The title of the essay comes from Woolf's conception that, "a woman must have money and a room of her own if she is to write fiction". Woolf notes that women have been kept from writing because of their relative poverty, and financial freedom will bring women the freedom to write.

Slide 12 - Slide

My room, then. There has to be some space, finally, that I claim as mine, even in this time.​
I’m waiting, in my room, which right now is a waiting room.
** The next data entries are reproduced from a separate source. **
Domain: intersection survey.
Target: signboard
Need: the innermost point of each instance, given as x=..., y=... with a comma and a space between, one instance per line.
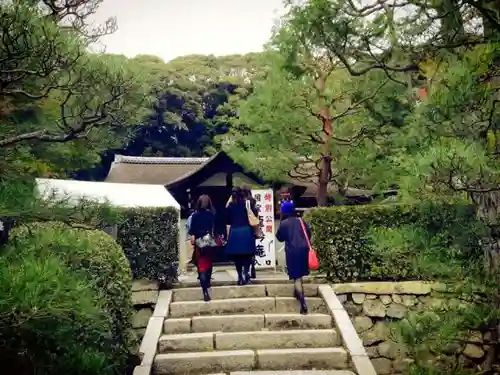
x=266, y=255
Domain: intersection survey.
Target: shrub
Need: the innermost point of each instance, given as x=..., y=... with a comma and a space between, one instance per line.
x=149, y=238
x=97, y=258
x=394, y=241
x=52, y=320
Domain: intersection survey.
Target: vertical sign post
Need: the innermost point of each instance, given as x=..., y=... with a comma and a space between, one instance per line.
x=266, y=255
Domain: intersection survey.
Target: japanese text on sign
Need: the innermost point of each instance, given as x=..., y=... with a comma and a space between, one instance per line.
x=265, y=256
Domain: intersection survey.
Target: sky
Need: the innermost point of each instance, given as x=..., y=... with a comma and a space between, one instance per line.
x=173, y=28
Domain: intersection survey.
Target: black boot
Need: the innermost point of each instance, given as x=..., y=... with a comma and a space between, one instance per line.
x=253, y=273
x=209, y=278
x=246, y=273
x=204, y=285
x=303, y=305
x=239, y=270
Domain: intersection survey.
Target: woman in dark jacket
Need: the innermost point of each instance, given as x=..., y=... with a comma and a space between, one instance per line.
x=296, y=249
x=240, y=237
x=203, y=223
x=247, y=193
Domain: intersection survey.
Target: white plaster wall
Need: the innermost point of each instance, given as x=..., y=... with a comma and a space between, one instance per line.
x=184, y=252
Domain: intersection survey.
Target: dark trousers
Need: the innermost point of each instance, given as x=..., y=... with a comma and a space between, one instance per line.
x=243, y=264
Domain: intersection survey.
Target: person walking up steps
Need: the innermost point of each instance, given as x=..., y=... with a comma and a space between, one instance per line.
x=247, y=193
x=240, y=237
x=293, y=231
x=202, y=237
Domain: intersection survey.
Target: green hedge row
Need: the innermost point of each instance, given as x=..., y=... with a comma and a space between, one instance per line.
x=65, y=302
x=394, y=241
x=149, y=238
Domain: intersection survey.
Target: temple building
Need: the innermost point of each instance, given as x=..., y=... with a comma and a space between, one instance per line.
x=188, y=178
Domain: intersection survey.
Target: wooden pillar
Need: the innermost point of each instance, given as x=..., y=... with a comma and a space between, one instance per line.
x=229, y=180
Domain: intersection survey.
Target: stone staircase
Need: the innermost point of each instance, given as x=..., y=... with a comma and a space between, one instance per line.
x=254, y=328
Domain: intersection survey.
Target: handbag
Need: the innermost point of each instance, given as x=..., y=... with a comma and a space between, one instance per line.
x=206, y=241
x=312, y=256
x=253, y=221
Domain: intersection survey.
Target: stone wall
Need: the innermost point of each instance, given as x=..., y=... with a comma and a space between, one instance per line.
x=144, y=298
x=374, y=307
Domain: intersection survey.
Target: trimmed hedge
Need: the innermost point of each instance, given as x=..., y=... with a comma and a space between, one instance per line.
x=149, y=238
x=99, y=266
x=394, y=241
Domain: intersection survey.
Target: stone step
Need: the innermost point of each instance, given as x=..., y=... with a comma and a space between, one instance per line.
x=249, y=322
x=203, y=363
x=262, y=305
x=247, y=291
x=302, y=359
x=220, y=292
x=246, y=360
x=298, y=321
x=276, y=339
x=290, y=304
x=248, y=340
x=295, y=372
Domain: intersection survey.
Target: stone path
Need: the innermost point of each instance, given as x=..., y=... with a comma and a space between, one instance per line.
x=227, y=275
x=253, y=330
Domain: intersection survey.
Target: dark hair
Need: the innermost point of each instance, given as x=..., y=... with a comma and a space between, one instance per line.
x=247, y=192
x=237, y=195
x=204, y=203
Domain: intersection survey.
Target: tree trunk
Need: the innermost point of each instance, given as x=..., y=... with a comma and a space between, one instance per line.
x=488, y=210
x=323, y=180
x=326, y=158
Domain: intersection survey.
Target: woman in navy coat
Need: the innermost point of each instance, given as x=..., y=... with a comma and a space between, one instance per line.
x=240, y=237
x=296, y=249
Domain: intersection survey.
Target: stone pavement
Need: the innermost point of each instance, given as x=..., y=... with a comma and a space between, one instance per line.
x=228, y=276
x=254, y=329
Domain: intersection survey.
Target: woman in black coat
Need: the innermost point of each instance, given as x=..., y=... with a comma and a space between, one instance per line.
x=240, y=237
x=203, y=223
x=291, y=232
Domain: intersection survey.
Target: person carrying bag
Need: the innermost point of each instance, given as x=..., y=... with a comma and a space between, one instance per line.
x=202, y=237
x=295, y=234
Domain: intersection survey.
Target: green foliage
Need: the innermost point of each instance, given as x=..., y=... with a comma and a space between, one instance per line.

When I go to bed it’s a bedroom. The curtains are still wavering in the small wind, the sun outside is still shining, though not in through the window directly. It has moved west. I am trying not to tell stories, or at any rate not this one.” chapter 9 (pg 56) 
Answer in your class notebook or exercise book

Where is the allusion to Virginia Woolf’s famous essay?​
What is the significance of the way Offred refers to the room?​
What do you think Offred means by the last sentence? 

Slide 13 - Slide

How does Atwood create tension and a sense of hope through Offred’s narration and through the way the doctor speaks?​ Find quotes to discuss. 


  • "'Any pain, Honey?'  He calls me Honey."
  • "It's genuine, genuine sympathy; and yet he's enjoying this sympathy and all."
  • "Give me children or else I die."
  • "women who are fruitful and women who are barren, that's the law."
  • "He's said a forbidden word. Sterile. There is no such thing as a sterile man any more, not officially."